OOS 88-8
Broadscale disturbance and the use of near-term climatic predictability to improve treatments and successional outcomes

Friday, August 14, 2015: 10:30 AM
328, Baltimore Convention Center
Julio L. Betancourt, US Geological Survey, Tucson, AZ
Background/Question/Methods

Under current climatic projections using a business-as-usual emissions scenario (RCP 8), climate variability may be more important than climate change at a regional scale for at least the next couple of decades. If fast advances were made in predicting climate variability over the near term (for the purpose of this discussion: seasonal, interannual, and decadal), do we know enough to forecast the ecological consequences and optimize management decisions? Among the consequences for forests are ecological disturbances (e.g., fire, insect and pathogen outbreaks, and drought-induced tree mortality), changed successional pathways, and the success or failure of both short and long-term management prescriptions in a world that is not only varying but also changing in directional ways. Whether or not we can forecast the ecological consequences of near-term climate variability has never been a central question in ecology, and this oversight now presents difficult challenges.  From studies of tree rings, and in the few instances where routine and standardized biological observations have been made synoptically and over the long term, we know that the highest signal-to-noise ratio in ecological responses to climate lies in population synchrony at the mesoscale.

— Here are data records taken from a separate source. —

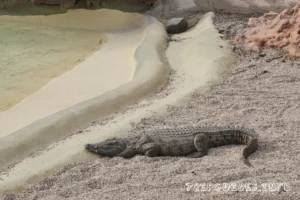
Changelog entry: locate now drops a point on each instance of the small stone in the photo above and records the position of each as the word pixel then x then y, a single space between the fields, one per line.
pixel 176 25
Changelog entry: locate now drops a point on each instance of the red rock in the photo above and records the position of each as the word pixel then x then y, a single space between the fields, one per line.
pixel 274 30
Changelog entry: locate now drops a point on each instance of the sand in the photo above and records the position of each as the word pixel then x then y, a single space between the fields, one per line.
pixel 120 38
pixel 183 82
pixel 261 92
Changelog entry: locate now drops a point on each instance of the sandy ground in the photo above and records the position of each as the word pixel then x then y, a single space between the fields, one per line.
pixel 261 92
pixel 120 36
pixel 186 77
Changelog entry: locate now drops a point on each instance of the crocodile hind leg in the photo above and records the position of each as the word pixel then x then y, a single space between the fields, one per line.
pixel 201 145
pixel 150 149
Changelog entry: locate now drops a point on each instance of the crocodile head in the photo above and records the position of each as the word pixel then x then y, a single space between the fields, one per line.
pixel 110 147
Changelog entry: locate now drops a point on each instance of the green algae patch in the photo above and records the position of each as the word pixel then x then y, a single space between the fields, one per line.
pixel 32 55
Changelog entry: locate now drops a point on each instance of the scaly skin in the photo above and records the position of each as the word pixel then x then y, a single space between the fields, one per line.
pixel 186 141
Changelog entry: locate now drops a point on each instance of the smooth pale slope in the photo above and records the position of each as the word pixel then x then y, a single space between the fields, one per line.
pixel 197 65
pixel 105 70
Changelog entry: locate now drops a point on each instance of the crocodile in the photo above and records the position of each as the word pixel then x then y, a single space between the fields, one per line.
pixel 192 142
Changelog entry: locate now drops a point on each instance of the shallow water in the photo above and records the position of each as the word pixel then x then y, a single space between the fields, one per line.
pixel 32 55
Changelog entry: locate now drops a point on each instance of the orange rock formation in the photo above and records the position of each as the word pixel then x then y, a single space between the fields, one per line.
pixel 273 30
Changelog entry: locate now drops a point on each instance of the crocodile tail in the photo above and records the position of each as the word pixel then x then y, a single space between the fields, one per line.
pixel 251 142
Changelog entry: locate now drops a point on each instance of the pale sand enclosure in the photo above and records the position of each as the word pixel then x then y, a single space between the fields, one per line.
pixel 189 76
pixel 104 70
pixel 261 92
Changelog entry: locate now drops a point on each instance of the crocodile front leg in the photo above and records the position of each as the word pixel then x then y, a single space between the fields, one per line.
pixel 201 145
pixel 150 149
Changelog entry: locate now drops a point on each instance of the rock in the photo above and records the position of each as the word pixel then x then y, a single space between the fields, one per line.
pixel 176 25
pixel 274 30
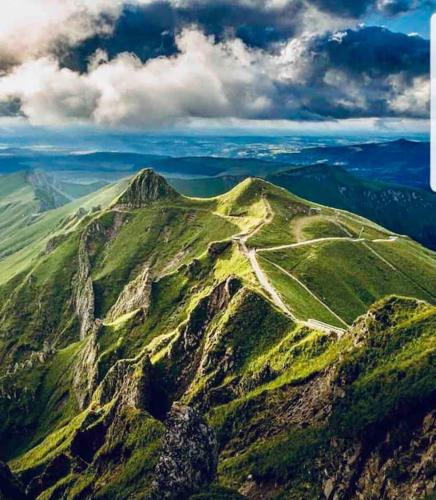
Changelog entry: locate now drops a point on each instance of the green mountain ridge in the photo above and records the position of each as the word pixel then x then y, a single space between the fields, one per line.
pixel 243 345
pixel 401 209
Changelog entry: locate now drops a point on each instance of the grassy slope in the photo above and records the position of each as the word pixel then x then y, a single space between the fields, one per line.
pixel 169 236
pixel 23 240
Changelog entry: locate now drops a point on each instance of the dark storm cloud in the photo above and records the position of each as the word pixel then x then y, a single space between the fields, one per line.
pixel 149 30
pixel 158 66
pixel 375 52
pixel 362 73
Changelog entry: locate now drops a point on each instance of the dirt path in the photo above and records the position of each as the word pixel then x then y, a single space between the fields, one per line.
pixel 284 271
pixel 391 239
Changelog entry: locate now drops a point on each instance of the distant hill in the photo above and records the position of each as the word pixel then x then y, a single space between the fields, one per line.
pixel 401 162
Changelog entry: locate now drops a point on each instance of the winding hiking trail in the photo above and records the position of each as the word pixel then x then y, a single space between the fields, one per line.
pixel 251 255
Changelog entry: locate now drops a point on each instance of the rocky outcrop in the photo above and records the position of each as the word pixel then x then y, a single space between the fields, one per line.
pixel 185 353
pixel 189 457
pixel 145 188
pixel 10 487
pixel 393 460
pixel 129 381
pixel 85 379
pixel 134 296
pixel 84 299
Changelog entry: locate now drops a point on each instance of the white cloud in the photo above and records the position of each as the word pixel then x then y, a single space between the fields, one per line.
pixel 204 80
pixel 31 28
pixel 410 99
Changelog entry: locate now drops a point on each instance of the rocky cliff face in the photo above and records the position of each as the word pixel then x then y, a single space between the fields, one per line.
pixel 10 487
pixel 189 455
pixel 146 187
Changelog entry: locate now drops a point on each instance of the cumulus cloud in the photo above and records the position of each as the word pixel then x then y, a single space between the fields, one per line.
pixel 148 63
pixel 363 73
pixel 32 28
pixel 203 80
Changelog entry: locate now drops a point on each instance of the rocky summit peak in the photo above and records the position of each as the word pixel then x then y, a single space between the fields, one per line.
pixel 145 188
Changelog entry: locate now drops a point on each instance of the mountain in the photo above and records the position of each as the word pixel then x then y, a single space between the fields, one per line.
pixel 36 207
pixel 401 209
pixel 249 345
pixel 400 162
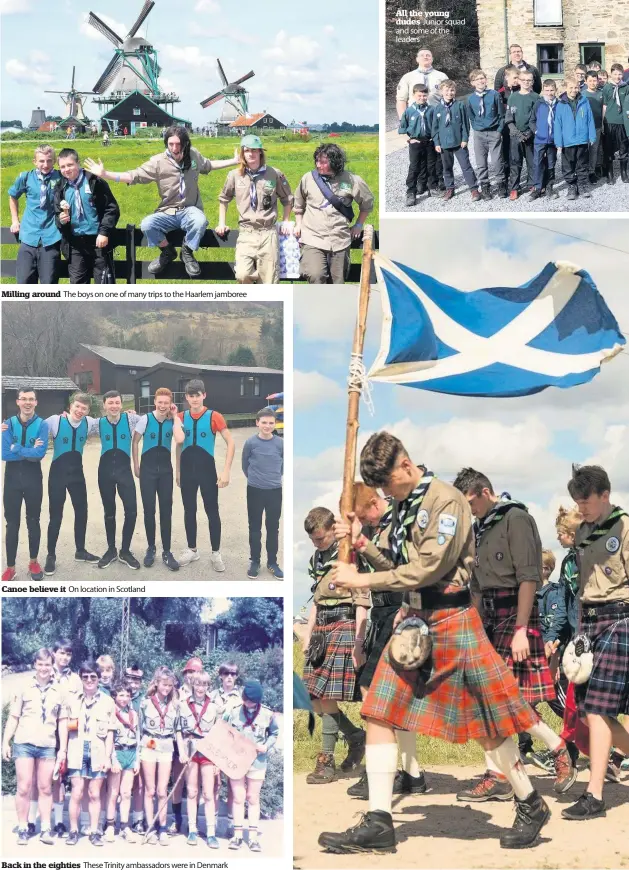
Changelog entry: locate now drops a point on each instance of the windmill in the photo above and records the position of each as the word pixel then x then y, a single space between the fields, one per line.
pixel 235 96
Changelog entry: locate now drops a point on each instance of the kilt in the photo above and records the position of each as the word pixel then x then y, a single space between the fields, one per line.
pixel 533 674
pixel 607 691
pixel 466 692
pixel 335 679
pixel 381 630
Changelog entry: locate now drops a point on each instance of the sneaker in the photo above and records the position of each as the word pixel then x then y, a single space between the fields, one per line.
pixel 565 772
pixel 275 570
pixel 84 556
pixel 169 560
pixel 188 556
pixel 531 814
pixel 127 558
pixel 373 833
pixel 216 561
pixel 166 256
pixel 190 264
pixel 587 807
pixel 490 788
pixel 35 570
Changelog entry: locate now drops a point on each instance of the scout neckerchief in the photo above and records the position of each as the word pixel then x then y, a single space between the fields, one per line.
pixel 179 167
pixel 76 186
pixel 407 510
pixel 605 526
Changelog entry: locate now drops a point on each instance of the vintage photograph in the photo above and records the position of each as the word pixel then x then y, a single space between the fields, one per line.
pixel 160 423
pixel 461 553
pixel 140 723
pixel 506 107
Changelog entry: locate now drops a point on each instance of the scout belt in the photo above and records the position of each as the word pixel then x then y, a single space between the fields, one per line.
pixel 410 645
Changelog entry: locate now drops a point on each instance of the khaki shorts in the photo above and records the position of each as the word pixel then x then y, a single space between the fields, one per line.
pixel 258 253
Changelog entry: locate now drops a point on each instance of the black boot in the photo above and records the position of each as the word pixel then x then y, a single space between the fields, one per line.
pixel 374 833
pixel 531 814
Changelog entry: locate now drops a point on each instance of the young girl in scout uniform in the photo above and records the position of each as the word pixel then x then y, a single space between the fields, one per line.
pixel 197 714
pixel 336 623
pixel 257 722
pixel 36 711
pixel 257 188
pixel 125 763
pixel 158 721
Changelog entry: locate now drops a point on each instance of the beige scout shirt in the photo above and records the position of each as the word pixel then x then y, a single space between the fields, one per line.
pixel 441 549
pixel 166 175
pixel 509 553
pixel 323 226
pixel 38 711
pixel 272 183
pixel 95 719
pixel 604 565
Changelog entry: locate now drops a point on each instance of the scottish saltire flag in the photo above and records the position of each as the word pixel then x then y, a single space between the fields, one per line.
pixel 553 331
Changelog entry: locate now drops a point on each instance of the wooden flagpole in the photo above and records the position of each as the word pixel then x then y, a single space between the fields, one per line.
pixel 351 435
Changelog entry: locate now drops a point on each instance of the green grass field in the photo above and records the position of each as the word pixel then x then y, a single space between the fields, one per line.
pixel 294 158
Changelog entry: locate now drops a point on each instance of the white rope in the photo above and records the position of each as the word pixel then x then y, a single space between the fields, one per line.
pixel 358 382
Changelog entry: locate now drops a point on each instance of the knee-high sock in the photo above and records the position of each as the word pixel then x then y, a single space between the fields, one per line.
pixel 407 741
pixel 381 763
pixel 506 757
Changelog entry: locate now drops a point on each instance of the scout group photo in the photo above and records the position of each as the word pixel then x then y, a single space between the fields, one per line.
pixel 183 156
pixel 160 423
pixel 140 723
pixel 461 560
pixel 520 106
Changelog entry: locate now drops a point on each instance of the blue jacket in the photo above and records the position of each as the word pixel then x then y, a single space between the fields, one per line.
pixel 457 131
pixel 571 129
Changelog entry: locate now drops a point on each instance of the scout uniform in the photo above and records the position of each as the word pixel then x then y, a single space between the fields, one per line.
pixel 40 240
pixel 325 232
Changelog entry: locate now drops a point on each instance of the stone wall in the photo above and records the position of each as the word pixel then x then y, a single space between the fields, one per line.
pixel 604 21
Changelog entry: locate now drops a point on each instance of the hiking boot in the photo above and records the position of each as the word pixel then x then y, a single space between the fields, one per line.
pixel 490 788
pixel 190 264
pixel 356 751
pixel 531 814
pixel 587 807
pixel 565 772
pixel 373 833
pixel 166 256
pixel 325 770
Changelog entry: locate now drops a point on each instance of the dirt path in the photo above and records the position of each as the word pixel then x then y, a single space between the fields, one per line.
pixel 434 830
pixel 235 533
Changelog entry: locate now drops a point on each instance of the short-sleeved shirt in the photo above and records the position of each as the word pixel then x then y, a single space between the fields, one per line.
pixel 604 564
pixel 323 226
pixel 271 186
pixel 166 174
pixel 509 553
pixel 37 224
pixel 38 710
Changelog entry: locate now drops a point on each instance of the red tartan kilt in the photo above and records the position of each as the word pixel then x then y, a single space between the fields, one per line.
pixel 533 675
pixel 466 693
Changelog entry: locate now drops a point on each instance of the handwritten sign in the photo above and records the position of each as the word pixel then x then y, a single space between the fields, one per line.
pixel 228 749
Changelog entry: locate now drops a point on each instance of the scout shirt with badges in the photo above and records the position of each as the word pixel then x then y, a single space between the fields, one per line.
pixel 323 226
pixel 165 172
pixel 95 718
pixel 604 561
pixel 270 185
pixel 37 224
pixel 38 710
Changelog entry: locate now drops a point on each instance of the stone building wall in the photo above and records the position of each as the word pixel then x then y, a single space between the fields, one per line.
pixel 605 21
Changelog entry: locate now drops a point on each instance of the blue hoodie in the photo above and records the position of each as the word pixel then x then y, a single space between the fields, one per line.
pixel 574 128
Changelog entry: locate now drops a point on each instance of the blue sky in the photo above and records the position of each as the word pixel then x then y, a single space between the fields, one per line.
pixel 313 62
pixel 525 445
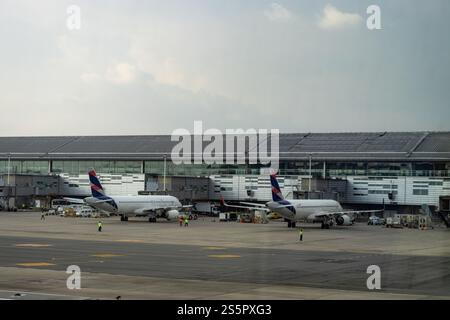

Yet ecologists have seldom invested in monitoring phenology, growth, and demography at the same spatiotemporal scales that we monitor and study weather and climate. This mismatch in monitoring biology and climate presents a significant obstacle to understanding, modeling, and forecasting how seasonal to decadal climate variability drives ecological phenomena and how this can inform forest management. 

Results/Conclusions

In my presentation, I will address two key aspects to my question, identify main challenges, and provide some concrete examples: (1) What are current prospects and limitations for near-term climate predictability, and where might we expect significant advances? (2) To what degree are ecologists and managers taking full advantage of currently available deterministic and probabilistic approaches to forecasting near-term climate, in ways that are custom-fitted for addressing forest science and management questions? Given limitations in both climatic and ecological predictability, I will provide examples where current and anticipated capacity to predict seasonal to decadal climatic variability could improve strategic planning and scheduling of treatments over regional landscapes to manage large-scale disturbances and engineer the products of succession in a varying and changing climate.